I climbed the stairs of the veranda Mom jokingly called “Paul’s kind of southern veranda.” Certainly it wasn’t the customary California patio.
There was something different about the patio today.
If I had been less troubled, perhaps I would have spotted immediately what was missing. As it was, it took me minutes to realize Clover wasn’t there. I looked around, distressed, calling him.
“For heaven’s sake, Jory,” called Emma from the kitchen window, “don’t yell so loud. I just put Cindy down for a nap and you’ll wake her up. I saw Clover a few minutes ago heading into the garden, chasing a butterfly.”
Of course, I felt relieved. If one thing brought out the puppy in my old poodle, it was a fluttery yellow butterfly. I joined Emma in the kitchen and asked, “Emma, I’ve been wanting to ask for a long time, what year did Mom marry Dr. Paul?”
She was leaning over, checking inside the refrigerator, grumbling to herself. “I could swear there was some fried chicken in here, left over from last night. Since we’re having liver and onions tonight I saved what was left of the chicken for Bart. I thought your finicky brother could eat the leftover thighs.”
“Don’t you remember the year they were married?”
“You were just a little one then,” she said, still rummaging through covered dishes.
Emma was always vague about dates. She couldn’t remember her own birthday. Maybe deliberately. “Tell me again how my mother met Dr. Paul’s younger brother . . . you know, the stepfather we have now.”
“Yes, I remember Chris, he was so handsome, tall and tan. But not one whit better-looking than Dr. Paul was in his own way . . . a wonderful man, your stepfather Paul. So kind, so soft-spoken.”
“It’s funny Mom didn’t fall for a younger brother instead of an older one—don’t you think it’s odd?”

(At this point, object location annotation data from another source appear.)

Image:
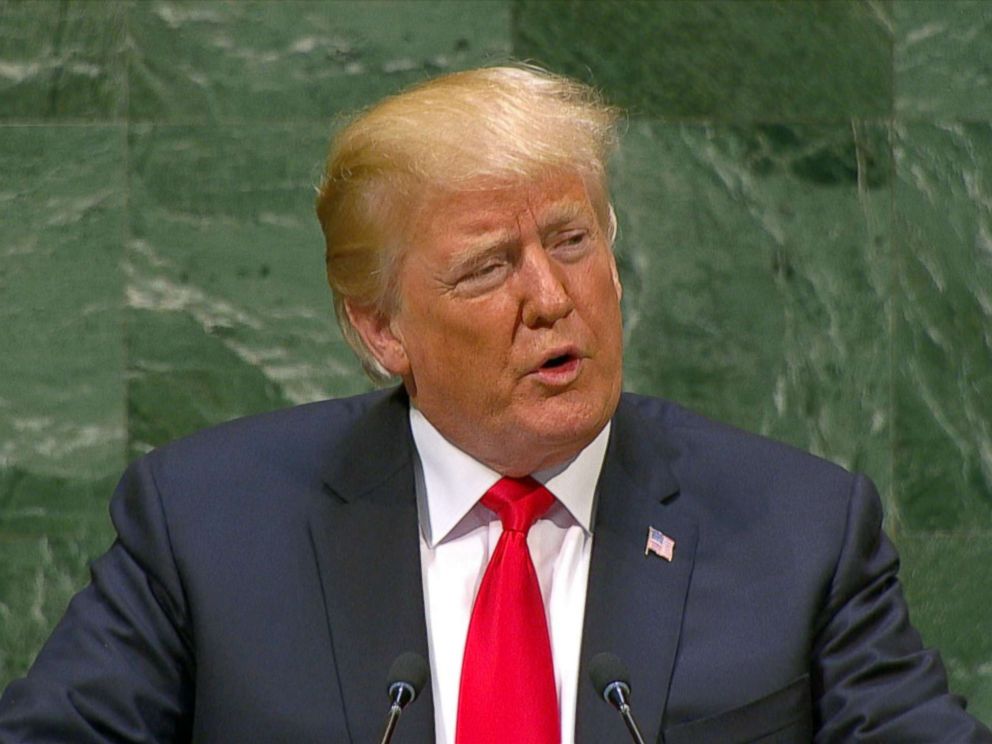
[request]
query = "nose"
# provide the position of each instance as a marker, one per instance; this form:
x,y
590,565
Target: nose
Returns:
x,y
545,296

She straightened and put a hand to her back, which she said hurt all the time. Next she wiped her hands on her spotless white apron. “I sure hope your parents aren’t late tonight. Now you run and hunt up Bart before it’s too late for him to take a bath. I hate for your mother to see him so filthy.”
“Emma, you haven’t answered my questions.”
Turning her back she began to chop green bell peppers. “Jory, when you need answers, you go to your parents and ask. Don’t come to me. You may think of me as a family member but I know my place is that of a friend. So run along and let me finish dinner.”
“Please, Emma, not just for my sake, but Bart’s too. I’ve got to do something to straighten out Bart, and how can I when I don’t have all the facts?”
“Jory,” she said, giving me a warm smile, “just be happy you have two such wonderful parents. You and Bart are very lucky boys. I hope Cindy grows up to realize how blessed she was the day your mother decided she had to have a daughter.”
Outside the day was growing old. Search as I would I couldn’t find Clover. I sat on the back steps and stared unhappily at the sky turning rosy with bright streaks of orange and violet. I felt overwhelmingly sad and burdened, wishing all this mystery and confusion would go away. Clover, where was Clover? I never knew until this moment how very much he added to my life, how much I’d miss him if he was gone for good. Please don’t let him be gone for good, God, please.